Dicho esto, Lucy siguió su camino por el corredor que conectaba aquél patio de vecindad con alguna otra calle. Pensaba marcharse y huir de regreso por donde vino. Lejos del Muerto. Lejos de sus mierdas. Lejos de todo eso.

El Muerto siguió ahí de pie hasta que un estruendo precedió a que la pila de escombros a sus espaldas se derrumbara. Correr no tenía sentido, pues otro malasangre le apuntó al cuello con una escopeta mientras otros tantos lo rodearon. El de la escopeta, rubio, con un tatuaje del extinto Quincunce en un hombro, y sonrisa de satisfacción, tan sólo dijo "llévenlo con la patrona" antes de que el Muerto recibiera un cachazo en la nuca, noqueándolo.

No supo cuanto tiempo transcurrió, pero cuando empezó a recuperar la consciencia, lo llevaban a rastras por un camino empedrado, las rodillas raspándose al contacto con los filos de aquellas piedras. Al parecer, estaban en uno de esos baluartes en la costa, vestigios de la época en la que Campeche tenía que defenderse de piratas y sus ataques por mar.

Lo dejaron caer de bruces al suelo. Aunque no había recibido heridas durante la pelea, se sentía abatido, incapaz de caminar por su cuenta si no lo llevaban cogido de ambos brazos, como si la miseria hubiese decidido poseerlo.

— ¿Es él, jefa? - Preguntó el rubio, con voz burlona.

— Gracias, Helio - Contestó una voz femenina que el Muerto reconocía a la perfección, aún después de tantos años - Verás, él es Helio Soto. Es de los pocos tenientes de Zeta que sobrevivieron a la purga en La Ciudad - Le contó ella al Muerto, quien aún no se atrevía a levantar la mirada.

Estaba rodeado, eso seguro. Además, aunque pudiera, jamás sería capaz de levantarle una mano a ella.

— ¿Qué pasa? ¿Después de tanto tiempo sin vernos, no piensas decirme nada? - Le preguntó Rose Valdez, miembro del Triunvirato que alguna vez asedió La Ciudad, le arrebató al Muerto el control de los Malasangres y, por lo visto, era una íntima colaboradora de Arze y su Armada Carmesí.

El Muerto no dijo nada.

— Bien. No creo que tengas nada importante que decirme. Alba Dorada de seguro sólo te decía lo que necesitabas saber. Debían saber a la perfección que, si ya los traicionaste una vez...

— Déjame quedarme... contigo.

Rose Valdez se quedó callada por un breve instante que, para él, se prolongó demasiado tiempo.
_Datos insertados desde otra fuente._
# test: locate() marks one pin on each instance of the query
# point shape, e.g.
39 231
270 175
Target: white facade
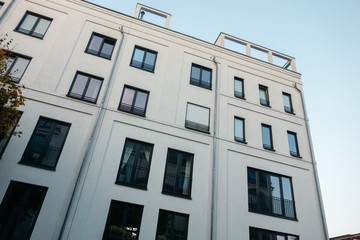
89 161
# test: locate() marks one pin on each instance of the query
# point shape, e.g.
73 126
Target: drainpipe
6 10
314 165
75 197
215 157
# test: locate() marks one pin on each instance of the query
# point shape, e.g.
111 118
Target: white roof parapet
140 8
287 62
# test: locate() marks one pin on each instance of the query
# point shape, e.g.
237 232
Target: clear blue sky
324 37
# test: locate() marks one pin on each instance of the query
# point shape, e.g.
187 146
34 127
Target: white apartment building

El silencio lo rompió ella misma con una carcajada, burlándose de él.

— No me sirves, Fer - Contestó ella, con evidente desdén en su voz - Sin coraje, sin voluntad... al final, incluso decidiste volver a ellos.

— Puedo... puedo serte fiel. Por favor, acéptame - Suplicó el Muerto, todavía incapaz de alzar la mirada hacia ella.

— Qué asco - Respondió ella, más para sí que para él - Si ya traicionaste a ambos bandos una vez, ¿qué me asegura que no harás lo mismo después?

El Muerto entonces alzó la mirada y trató de incorporarse, pero alguien le puso la suela del zapato sobre la espalda, obligándolo a seguir en el suelo.

— Helio, desházte de él - Ordenó Rose - Pensaba que al menos iba a conservar algo de orgullo.

El Muerto se quedó esperando el disparo en la nuca, pero no ocurrió. Justo cuando estuvo a punto de intentar alzarse de nuevo, escuchó el sonido de una hoja de acero salir de su vaina. ¿Un sable? ¿Un machete?

— Agárrenlo - Ordenó la voz del rubio. De inmediato, varias personas lo cogieron de cada extremidad. El Muerto pensó que iban a cortarle la cabeza. Sin embargo, cuando le asestaron el primer machetazo, no pudo evitar gritar.

Quería vivir, no importaba si Rose lo había rechazado de nuevo. Quería vivir, quería...

— ¡AAH! - Gritó.

No era el Muerto. Era Fernando. Podía ser quien ella quisiera.

— ¡Por favor! - Gritó, poco antes de que le asestaran el tercer golpe.

Aquella tarde, la Puerta de Tierra quedó manchada con gritos y sangre.